Public policy progress often comes in the wake of disasters. But three years after Kingston, it very much remains to be seen whether that disaster will at least lead to the needed regulations to stop the next one. Can EPA get the train back on the track? I hope so.
EPA had pledged that it would publish a proposed rule on coal ash by the end of 2009. But because OMB all but hijacked the process, the proposed rule didn't come until May 2010, and it was actually multiple proposals, not one, adding unnecessary complexity to EPA’s task of producing a draft final rule.
Okay, I lifted those first three paragraphs from my post on the Kingston anniversary last year, changing the “two years” to three. The sad truth is, not all that much has changed on the coal ash front in the last year.

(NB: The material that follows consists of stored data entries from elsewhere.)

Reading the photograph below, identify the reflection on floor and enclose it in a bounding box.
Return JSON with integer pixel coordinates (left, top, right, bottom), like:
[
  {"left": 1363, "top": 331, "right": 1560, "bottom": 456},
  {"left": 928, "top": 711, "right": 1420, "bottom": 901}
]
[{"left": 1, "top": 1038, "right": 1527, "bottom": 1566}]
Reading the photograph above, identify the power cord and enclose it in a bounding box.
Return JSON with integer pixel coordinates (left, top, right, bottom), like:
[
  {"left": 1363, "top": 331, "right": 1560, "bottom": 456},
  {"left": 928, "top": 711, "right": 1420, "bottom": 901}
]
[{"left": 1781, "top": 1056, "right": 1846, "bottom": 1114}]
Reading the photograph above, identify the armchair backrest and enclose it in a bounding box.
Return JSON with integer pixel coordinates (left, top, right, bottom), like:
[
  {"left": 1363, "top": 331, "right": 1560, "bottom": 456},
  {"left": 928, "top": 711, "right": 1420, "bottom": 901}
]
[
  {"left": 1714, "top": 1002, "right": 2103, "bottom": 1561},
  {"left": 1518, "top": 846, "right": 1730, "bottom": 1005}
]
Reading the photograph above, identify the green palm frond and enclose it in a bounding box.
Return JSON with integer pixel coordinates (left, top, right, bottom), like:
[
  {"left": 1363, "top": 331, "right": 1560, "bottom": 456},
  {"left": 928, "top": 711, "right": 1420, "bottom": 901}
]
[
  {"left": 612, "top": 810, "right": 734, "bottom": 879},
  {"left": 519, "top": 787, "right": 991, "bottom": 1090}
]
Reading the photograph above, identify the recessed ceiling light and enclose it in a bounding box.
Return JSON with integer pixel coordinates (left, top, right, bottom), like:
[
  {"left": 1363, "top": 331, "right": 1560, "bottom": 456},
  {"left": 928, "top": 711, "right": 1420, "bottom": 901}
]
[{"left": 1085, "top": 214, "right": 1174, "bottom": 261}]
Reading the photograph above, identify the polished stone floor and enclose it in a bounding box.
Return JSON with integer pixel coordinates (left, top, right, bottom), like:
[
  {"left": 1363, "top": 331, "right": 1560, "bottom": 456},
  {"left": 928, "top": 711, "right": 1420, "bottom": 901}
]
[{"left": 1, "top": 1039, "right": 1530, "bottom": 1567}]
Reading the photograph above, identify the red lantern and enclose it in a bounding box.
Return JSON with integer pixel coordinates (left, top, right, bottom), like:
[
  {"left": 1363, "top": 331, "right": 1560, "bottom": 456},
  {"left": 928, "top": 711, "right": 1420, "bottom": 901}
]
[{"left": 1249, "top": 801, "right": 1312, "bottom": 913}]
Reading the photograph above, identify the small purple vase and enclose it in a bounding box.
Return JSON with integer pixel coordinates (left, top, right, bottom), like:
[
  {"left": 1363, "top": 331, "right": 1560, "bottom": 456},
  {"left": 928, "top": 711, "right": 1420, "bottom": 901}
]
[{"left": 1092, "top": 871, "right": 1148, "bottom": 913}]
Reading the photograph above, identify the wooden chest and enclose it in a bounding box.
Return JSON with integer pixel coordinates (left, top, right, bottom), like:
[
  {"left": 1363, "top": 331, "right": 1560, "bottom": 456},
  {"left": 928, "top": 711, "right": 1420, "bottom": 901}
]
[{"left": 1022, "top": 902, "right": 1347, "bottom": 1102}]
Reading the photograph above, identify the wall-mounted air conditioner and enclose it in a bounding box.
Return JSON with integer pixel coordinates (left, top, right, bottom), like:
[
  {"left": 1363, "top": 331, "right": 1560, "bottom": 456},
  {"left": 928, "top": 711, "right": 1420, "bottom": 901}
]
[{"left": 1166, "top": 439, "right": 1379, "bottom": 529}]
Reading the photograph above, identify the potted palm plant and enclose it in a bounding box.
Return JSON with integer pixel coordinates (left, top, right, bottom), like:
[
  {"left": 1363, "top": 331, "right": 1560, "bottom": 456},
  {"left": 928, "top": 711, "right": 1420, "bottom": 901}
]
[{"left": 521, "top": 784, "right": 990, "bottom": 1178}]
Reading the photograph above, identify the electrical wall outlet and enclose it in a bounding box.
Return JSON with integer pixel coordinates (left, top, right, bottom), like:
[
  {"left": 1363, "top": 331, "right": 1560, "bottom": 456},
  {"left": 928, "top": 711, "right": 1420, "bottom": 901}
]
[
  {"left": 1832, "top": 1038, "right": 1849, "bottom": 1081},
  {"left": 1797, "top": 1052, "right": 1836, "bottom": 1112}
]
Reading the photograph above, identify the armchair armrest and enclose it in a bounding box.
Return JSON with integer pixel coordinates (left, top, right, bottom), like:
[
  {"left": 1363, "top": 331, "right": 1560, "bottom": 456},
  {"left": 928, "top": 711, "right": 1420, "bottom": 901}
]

Perhaps the biggest headlines on the issue came in October, when 267 members of the U.S. House voted for a bill that would stop the needed strong regulation. The Senate companion bill has at least three Democratic supporters, but the White House has stated its opposition, though not including the standard veto threat language.
The House bill’s advocates touted their vote as a victory against an Administration that was regulating out of control. But the reality is these Representatives were late to their game: EPA’s “strong” regulation had already been stymied by President Obama’s own OMB (see my post last year for a rundown on the history). Without overly belittling the significance of the House vote, let’s not forget our history here.
Certainly a permanent prohibition on strong coal ash regulation would not be good. The bigger picture, though, is that it’s unclear if or when such a regulation is going to happen. Not until after the 2012 election, the Administration has effectively said. And by publicly embracing the flawed notion that strong coal ash regulation might have hundreds of billions of dollars of negative effects on the reuse industry through the “stigma effect,” the Administration made its future job harder if it gets another four years and wants to one day get this one right.
The public may or may not yet win this one, but victory is not likely near.